Yesterday I went to Rosengård Library. I had recieved an invitation through the e-mail from Naimeh Doostdar Sanayeh. She was born in Iran in 1977. When Naimeh grew up she educated herself to become a journalist. She has written short stories and poetry and been published in Iran many times. She told me this when we met yesterday. I had come to this city’s suburb with most immigrants, Rosengård. At the library there they celebrated “Malmös äkta världsbokdag”/Malmoe’s Genuine World Book Day. A young Arab woman in hijab was arranging tables, putting plates with cookies on them, librarians were working on as usual while men, women and kids of various background sat there talking to each other. Rosengård Library together with the ABF and Smockadoll Publishing Company had arranged this event. They wanted to celebrate the international Book Day in a true international environment and with a dito agenda. Six artists from “A Thousand Comic Books” had their mostly serious material concerning migration, racism and nationalism on display in an exhibition outside the library. Their work was good and really really food for thought. If you can go to Rosengård and see the small exhibition do that. It’s important. The exhibition “Jag är inte här”/I’m not here will remain until May 21st.

When I was talking to Naimeh yesterday she explained the reason for why she now is in Sweden as an invited asylum writer. She had been active as a women’s rights activist and struggling for democracy in Iran. She had belonged to the young, green wave who wanted freedom, gender equality and democracy. Naimeh had participated in demonstrations on the streets of Tehran, and also had a web log where she in Persian wrote about social issues which made her impopular among the theocratic rulers. In 2009 she also applied for a journalist job in the Czech Republic here in Europe which was seen as a security risk and treason against the Iranian state. At the same time the democracy demonstrations were very intense and the religious security forces arrested, tortured and killed many. Naimeh also was in jail for a month. She had to escape and after a year in Malaysia she came to Sweden in October 2012 as an invited asylum writer. Her predecessor in that role here in Malmoe, Parvin Ardalan, has now been allowed to stay in Sweden. Now Naimeh’s poems are published in Swedish translation at Smockadoll Publishing Company.

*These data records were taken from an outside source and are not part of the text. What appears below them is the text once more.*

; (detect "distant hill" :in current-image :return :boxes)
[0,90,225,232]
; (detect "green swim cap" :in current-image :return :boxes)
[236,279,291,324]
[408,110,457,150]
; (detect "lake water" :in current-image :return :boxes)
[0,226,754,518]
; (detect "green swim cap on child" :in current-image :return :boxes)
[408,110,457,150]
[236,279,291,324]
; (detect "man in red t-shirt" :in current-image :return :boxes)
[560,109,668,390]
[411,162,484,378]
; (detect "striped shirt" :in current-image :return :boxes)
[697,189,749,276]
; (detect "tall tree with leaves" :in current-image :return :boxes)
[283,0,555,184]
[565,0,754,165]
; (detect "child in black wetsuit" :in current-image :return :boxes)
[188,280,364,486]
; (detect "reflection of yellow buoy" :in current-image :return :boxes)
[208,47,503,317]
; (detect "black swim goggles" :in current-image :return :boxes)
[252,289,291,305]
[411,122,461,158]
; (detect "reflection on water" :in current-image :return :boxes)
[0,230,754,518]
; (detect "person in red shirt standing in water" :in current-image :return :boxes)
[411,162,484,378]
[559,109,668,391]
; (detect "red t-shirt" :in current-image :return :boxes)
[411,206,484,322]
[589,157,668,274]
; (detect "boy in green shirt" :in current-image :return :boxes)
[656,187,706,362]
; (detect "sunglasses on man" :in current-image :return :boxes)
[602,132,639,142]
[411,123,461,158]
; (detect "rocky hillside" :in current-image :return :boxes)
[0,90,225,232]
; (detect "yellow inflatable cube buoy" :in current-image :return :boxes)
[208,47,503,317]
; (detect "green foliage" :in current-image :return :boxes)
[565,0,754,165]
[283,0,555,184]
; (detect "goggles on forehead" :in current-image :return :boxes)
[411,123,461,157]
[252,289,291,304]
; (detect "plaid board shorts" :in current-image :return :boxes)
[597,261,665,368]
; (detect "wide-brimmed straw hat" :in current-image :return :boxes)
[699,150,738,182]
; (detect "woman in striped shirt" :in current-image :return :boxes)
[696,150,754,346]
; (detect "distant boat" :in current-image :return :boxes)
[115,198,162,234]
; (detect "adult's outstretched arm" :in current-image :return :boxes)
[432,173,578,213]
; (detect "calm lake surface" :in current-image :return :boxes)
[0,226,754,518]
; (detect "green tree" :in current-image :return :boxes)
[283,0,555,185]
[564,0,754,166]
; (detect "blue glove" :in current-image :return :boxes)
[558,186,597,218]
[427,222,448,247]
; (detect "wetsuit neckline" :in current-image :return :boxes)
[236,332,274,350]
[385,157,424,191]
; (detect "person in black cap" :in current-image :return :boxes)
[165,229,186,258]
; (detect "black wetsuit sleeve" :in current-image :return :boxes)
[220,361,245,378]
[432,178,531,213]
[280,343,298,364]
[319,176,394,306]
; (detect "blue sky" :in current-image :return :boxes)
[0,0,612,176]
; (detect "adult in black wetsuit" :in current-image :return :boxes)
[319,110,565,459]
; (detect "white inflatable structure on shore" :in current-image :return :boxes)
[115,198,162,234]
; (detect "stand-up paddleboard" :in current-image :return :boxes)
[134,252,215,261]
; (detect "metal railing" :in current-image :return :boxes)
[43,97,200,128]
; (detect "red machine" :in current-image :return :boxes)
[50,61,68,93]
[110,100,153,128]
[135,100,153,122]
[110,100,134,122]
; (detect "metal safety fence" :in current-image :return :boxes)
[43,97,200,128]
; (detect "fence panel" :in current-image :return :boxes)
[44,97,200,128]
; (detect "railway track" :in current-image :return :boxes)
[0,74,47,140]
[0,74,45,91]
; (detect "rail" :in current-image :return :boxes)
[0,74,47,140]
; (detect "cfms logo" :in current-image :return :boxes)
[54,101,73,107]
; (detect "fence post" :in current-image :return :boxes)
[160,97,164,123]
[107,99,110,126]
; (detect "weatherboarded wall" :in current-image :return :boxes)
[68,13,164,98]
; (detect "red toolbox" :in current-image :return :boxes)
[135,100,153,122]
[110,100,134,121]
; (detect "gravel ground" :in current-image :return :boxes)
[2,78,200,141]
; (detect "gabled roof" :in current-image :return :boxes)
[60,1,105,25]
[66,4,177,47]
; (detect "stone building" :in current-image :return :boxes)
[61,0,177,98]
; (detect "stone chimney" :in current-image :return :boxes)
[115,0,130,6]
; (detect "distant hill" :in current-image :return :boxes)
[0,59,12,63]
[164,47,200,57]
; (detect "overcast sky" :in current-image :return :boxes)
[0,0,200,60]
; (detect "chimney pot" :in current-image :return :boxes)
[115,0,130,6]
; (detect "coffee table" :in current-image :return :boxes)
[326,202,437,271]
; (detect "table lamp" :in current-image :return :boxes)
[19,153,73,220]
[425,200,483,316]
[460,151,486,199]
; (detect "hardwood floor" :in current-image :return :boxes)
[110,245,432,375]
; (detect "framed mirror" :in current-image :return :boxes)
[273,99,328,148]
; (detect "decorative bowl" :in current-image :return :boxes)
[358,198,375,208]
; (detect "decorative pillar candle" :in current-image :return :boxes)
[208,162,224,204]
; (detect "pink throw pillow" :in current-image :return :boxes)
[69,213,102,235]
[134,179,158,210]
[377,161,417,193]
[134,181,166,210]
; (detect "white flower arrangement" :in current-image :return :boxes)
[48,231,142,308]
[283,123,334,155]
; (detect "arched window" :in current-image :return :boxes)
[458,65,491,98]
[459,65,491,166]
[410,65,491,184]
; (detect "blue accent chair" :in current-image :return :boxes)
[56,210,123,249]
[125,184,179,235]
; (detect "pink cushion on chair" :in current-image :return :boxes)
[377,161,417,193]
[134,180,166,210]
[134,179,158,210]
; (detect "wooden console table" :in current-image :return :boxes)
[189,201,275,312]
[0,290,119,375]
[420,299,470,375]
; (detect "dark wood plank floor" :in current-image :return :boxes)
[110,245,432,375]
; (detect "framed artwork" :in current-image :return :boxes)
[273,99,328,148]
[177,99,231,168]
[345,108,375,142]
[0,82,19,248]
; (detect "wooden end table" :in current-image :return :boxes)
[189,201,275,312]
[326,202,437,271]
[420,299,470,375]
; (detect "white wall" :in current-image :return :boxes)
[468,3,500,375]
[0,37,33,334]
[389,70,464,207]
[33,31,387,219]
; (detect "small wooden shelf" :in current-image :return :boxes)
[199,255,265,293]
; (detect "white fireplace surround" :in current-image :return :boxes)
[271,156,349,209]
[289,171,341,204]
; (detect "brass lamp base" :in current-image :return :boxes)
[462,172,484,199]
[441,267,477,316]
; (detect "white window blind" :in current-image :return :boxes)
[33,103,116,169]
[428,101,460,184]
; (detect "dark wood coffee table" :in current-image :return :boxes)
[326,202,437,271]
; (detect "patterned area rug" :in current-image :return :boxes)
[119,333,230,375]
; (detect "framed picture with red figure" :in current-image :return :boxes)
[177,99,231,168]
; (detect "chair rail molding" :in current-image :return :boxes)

During yesterday’s event three writers were presented: Refik Licina from Montenegro who read his melancholic poems which also had many connotations to Greek Mythology, and of course Swedish translations were read as well. Naimeh Doostdar presented her work in a similar fashion and the youngest participant was Omid Mahmoudi from Afghanistan. I have listened to him once before and was astonished how well he speaks Swedish after only two years in this country. He is only 19 years old and came here as a refugee, a single child. Omid belongs to a minority group in Afghanistan, the Hazars, and was as such not given any human rights whatsoever, but instead spat on and harrassed. This only proves that racism and exclusion is not a Swedish phenomenon but a global one and is aimed at different groups in different contexts. Omid’s story was fascinating as was his writings, but it is also extremely important to see the value of a better humanity. With these reflexions I left the library in Rosengård and said farewell to Naimeh Doostdar, her family and friends. Let Malmoe be a safe haven. Let our world wake up from its madness and find new ways of helping each other instead.